Cut each into halves and separate the layers to get two semicircular pita pockets from each.

FOR FILLING

  • Shredded cabbage – 1 cup
  • Red, green, yellow capsicum/bell peppers – chopped – 1/2 cup
  • Chopped red onion – 3 tbsp
  • Boiled garbanzo beans/kabuli chana or black beans – 3 tbsp
  • Steamed broccoli – optional
  • Boiled sweet corn – optional
  • Pepper – 1/4 tsp
  • Salt
  • Crisp fried potato fingers – 1 cup (optional)
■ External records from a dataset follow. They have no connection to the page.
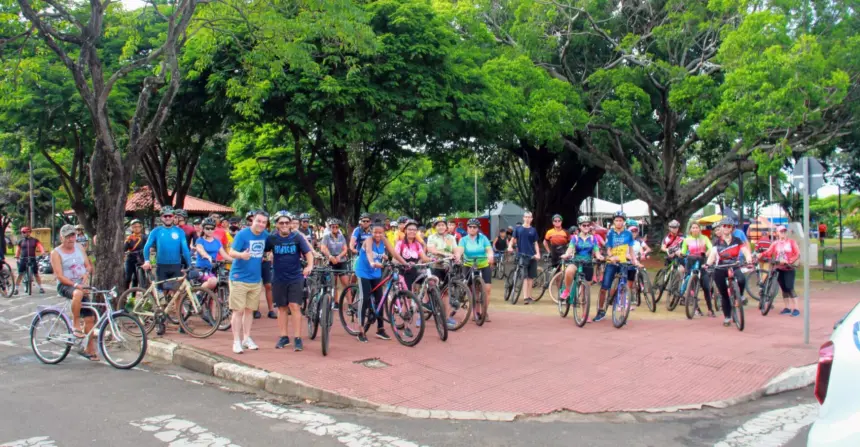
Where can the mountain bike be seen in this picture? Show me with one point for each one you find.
(121, 337)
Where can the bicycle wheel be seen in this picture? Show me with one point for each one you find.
(313, 317)
(562, 304)
(480, 302)
(768, 294)
(753, 278)
(692, 292)
(200, 312)
(326, 320)
(50, 337)
(348, 311)
(460, 300)
(223, 295)
(438, 313)
(621, 306)
(140, 304)
(404, 314)
(581, 301)
(122, 341)
(737, 306)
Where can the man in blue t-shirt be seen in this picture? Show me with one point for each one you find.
(246, 279)
(525, 240)
(288, 248)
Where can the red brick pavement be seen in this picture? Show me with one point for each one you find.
(537, 364)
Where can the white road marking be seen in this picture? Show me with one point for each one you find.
(773, 428)
(351, 435)
(40, 441)
(180, 432)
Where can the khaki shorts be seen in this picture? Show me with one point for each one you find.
(245, 295)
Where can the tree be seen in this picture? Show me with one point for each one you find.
(671, 85)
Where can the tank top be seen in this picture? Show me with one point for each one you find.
(74, 267)
(362, 264)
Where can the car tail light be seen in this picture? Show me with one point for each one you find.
(825, 364)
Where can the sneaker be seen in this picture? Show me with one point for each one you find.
(249, 344)
(381, 334)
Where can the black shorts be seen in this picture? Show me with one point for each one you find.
(283, 294)
(266, 270)
(67, 292)
(163, 272)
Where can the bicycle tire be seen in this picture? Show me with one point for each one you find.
(138, 293)
(582, 302)
(737, 307)
(621, 306)
(106, 333)
(65, 331)
(692, 293)
(459, 303)
(350, 320)
(189, 316)
(406, 307)
(326, 317)
(480, 302)
(438, 313)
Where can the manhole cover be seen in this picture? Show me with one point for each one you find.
(372, 363)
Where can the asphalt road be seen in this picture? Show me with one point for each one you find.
(78, 403)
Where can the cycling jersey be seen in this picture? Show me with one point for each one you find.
(619, 244)
(696, 246)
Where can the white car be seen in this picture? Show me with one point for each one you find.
(837, 386)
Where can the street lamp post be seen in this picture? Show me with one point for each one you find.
(262, 162)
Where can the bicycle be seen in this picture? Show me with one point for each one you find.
(619, 296)
(514, 283)
(735, 296)
(113, 329)
(7, 280)
(199, 311)
(402, 308)
(579, 298)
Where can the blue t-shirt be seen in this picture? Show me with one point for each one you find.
(362, 264)
(476, 249)
(288, 252)
(211, 248)
(249, 271)
(526, 238)
(170, 245)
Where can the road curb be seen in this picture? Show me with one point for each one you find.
(226, 368)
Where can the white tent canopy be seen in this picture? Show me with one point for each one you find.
(598, 208)
(637, 209)
(503, 215)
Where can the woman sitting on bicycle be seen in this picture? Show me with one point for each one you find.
(785, 254)
(208, 249)
(72, 268)
(368, 270)
(475, 247)
(583, 248)
(728, 250)
(696, 247)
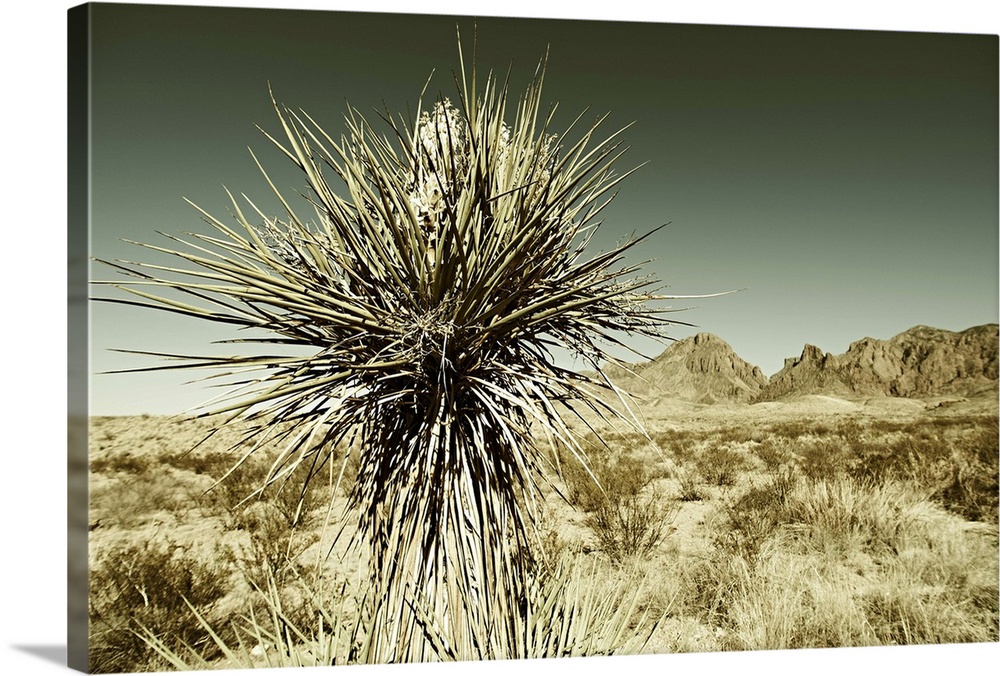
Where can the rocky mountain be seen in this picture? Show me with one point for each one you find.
(702, 368)
(922, 361)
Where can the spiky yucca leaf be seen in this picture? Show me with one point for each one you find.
(438, 276)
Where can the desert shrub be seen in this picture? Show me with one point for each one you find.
(775, 456)
(146, 587)
(754, 516)
(690, 490)
(134, 500)
(721, 465)
(213, 464)
(846, 563)
(273, 544)
(822, 459)
(241, 486)
(972, 487)
(127, 463)
(626, 518)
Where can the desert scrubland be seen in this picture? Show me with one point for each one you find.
(810, 521)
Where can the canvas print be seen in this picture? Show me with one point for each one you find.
(419, 338)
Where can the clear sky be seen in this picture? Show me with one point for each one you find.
(846, 179)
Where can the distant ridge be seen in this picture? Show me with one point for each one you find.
(702, 368)
(920, 362)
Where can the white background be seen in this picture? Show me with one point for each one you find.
(32, 247)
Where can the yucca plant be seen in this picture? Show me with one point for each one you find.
(447, 261)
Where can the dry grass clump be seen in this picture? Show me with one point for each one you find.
(625, 510)
(825, 563)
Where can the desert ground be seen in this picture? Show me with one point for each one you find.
(816, 521)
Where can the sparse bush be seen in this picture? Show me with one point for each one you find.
(721, 465)
(690, 491)
(147, 587)
(127, 463)
(627, 518)
(822, 459)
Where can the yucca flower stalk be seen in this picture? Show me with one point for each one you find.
(447, 259)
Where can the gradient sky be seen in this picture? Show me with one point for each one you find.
(846, 179)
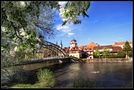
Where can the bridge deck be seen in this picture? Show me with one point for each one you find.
(33, 61)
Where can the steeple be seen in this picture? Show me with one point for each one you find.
(61, 44)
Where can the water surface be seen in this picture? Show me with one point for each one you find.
(96, 75)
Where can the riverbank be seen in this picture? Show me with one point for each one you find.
(107, 60)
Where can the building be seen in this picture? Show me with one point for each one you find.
(87, 51)
(110, 48)
(121, 44)
(73, 50)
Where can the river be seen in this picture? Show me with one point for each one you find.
(95, 75)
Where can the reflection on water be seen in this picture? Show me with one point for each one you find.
(95, 75)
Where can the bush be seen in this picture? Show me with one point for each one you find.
(46, 78)
(26, 86)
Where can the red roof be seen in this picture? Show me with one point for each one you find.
(73, 40)
(121, 43)
(114, 48)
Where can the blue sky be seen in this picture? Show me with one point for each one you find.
(108, 22)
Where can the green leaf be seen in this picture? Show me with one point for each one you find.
(64, 23)
(88, 5)
(84, 14)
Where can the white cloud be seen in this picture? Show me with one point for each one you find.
(62, 3)
(70, 33)
(66, 29)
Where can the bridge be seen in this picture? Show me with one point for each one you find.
(51, 53)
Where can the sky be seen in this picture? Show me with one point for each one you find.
(108, 22)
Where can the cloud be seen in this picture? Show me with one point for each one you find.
(62, 3)
(66, 29)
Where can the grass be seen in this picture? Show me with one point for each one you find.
(45, 78)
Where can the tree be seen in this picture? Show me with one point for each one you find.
(105, 53)
(25, 24)
(127, 48)
(97, 53)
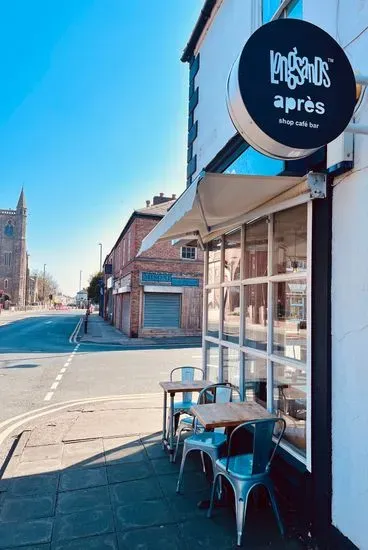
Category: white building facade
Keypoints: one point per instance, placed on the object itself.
(285, 299)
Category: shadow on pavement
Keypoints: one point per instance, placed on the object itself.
(119, 494)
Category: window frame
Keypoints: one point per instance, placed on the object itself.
(244, 350)
(188, 247)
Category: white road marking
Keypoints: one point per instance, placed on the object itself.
(11, 424)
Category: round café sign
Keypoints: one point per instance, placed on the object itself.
(291, 90)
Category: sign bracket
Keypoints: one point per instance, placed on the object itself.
(317, 185)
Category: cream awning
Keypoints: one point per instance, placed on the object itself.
(218, 201)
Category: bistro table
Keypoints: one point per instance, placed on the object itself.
(171, 388)
(227, 415)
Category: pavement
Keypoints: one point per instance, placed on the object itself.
(96, 477)
(101, 332)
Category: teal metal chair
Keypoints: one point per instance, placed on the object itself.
(244, 472)
(185, 374)
(202, 440)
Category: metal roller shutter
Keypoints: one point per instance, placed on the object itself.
(162, 310)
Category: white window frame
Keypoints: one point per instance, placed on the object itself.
(267, 355)
(188, 259)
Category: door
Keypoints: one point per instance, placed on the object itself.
(162, 310)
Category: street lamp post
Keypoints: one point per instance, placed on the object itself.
(100, 245)
(43, 284)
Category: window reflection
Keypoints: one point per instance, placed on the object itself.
(256, 316)
(255, 379)
(232, 256)
(256, 239)
(213, 312)
(290, 402)
(214, 261)
(230, 360)
(290, 240)
(290, 319)
(231, 314)
(212, 362)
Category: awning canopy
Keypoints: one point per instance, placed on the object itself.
(217, 201)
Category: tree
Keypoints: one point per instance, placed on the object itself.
(44, 286)
(94, 287)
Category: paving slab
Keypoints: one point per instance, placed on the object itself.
(83, 524)
(83, 499)
(163, 537)
(17, 508)
(117, 473)
(135, 491)
(83, 453)
(99, 542)
(15, 534)
(41, 452)
(71, 480)
(143, 514)
(44, 484)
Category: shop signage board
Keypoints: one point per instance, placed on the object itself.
(292, 89)
(163, 278)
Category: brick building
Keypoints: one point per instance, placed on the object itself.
(13, 256)
(158, 293)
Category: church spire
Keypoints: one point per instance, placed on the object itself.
(22, 201)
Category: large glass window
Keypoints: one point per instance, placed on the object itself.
(257, 332)
(231, 313)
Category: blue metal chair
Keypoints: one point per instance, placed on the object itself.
(187, 374)
(246, 471)
(202, 440)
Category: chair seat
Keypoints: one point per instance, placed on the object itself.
(240, 467)
(183, 405)
(207, 439)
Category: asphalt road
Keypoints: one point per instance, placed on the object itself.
(39, 367)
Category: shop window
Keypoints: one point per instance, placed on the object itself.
(231, 314)
(213, 312)
(231, 366)
(255, 379)
(214, 262)
(188, 252)
(290, 319)
(290, 402)
(256, 249)
(232, 256)
(290, 241)
(256, 316)
(212, 362)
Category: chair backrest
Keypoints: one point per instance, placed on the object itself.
(264, 447)
(187, 374)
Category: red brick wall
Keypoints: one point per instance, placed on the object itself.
(161, 257)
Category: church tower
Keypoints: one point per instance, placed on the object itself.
(13, 253)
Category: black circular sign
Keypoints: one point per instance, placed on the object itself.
(292, 89)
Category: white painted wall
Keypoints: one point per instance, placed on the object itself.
(219, 48)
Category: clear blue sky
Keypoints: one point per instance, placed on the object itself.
(93, 115)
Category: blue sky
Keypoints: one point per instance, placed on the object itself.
(93, 115)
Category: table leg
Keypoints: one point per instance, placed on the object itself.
(164, 420)
(172, 427)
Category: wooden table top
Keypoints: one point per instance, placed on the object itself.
(226, 415)
(176, 386)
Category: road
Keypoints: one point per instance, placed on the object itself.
(39, 367)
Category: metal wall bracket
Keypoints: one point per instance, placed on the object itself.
(317, 185)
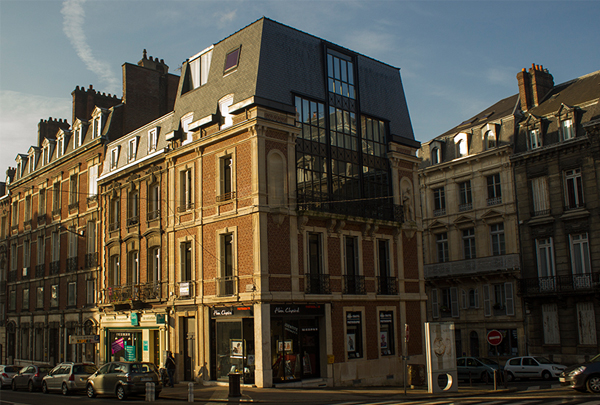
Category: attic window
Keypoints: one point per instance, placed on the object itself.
(231, 60)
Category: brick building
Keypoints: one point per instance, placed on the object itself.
(286, 241)
(51, 239)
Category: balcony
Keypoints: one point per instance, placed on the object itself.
(226, 286)
(317, 283)
(226, 196)
(54, 268)
(72, 264)
(354, 284)
(133, 220)
(184, 290)
(91, 260)
(494, 201)
(386, 285)
(40, 270)
(465, 207)
(571, 283)
(152, 215)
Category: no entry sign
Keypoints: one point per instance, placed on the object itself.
(494, 337)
Mix everything except the potato fingers together and set aside

FOR SALSA

  • Semi ripe mango – shredded – 1/2 cup (Thothapuri variety or any sweet and sour variety is great)
  • Papaya – finely chopped – 2 tbsp
  • Crunchy apple – chopped – 2 tbsp
  • Green chilies or Malaysian red chilies (pandu mirapakaayalu) – 2 – minced
  • Mango-ginger (maanga-inji) – 2 tbsp – shredded (optional) or use 1 tbsp plain ginger – grated
  • Chopped fresh mint – 4 tbsp
  • Salt
  • Juice of 1 lime
  • Sugar – 1 tsp or more depending on the sourness of the mango

Mix everything together and set aside.

OTHERS

  • Grated cheddar or crumbled feta (if you are the cheesey type!) or hummus if you’re vegan – 1/2 cup -(optional)

 TO ASSEMBLE

Mix the potato fingers into the cabbage mixture.

Mix the salsa in and fill the pita pocket.

Line with 1 tbsp of cheese and reheat in the microwave or the oven for a few seconds till the cheese begins to melt.

Do not overheat or it will become soggy and the salsa will be rather sad!

And you will be able to sing in many raagas – which i cannot identify!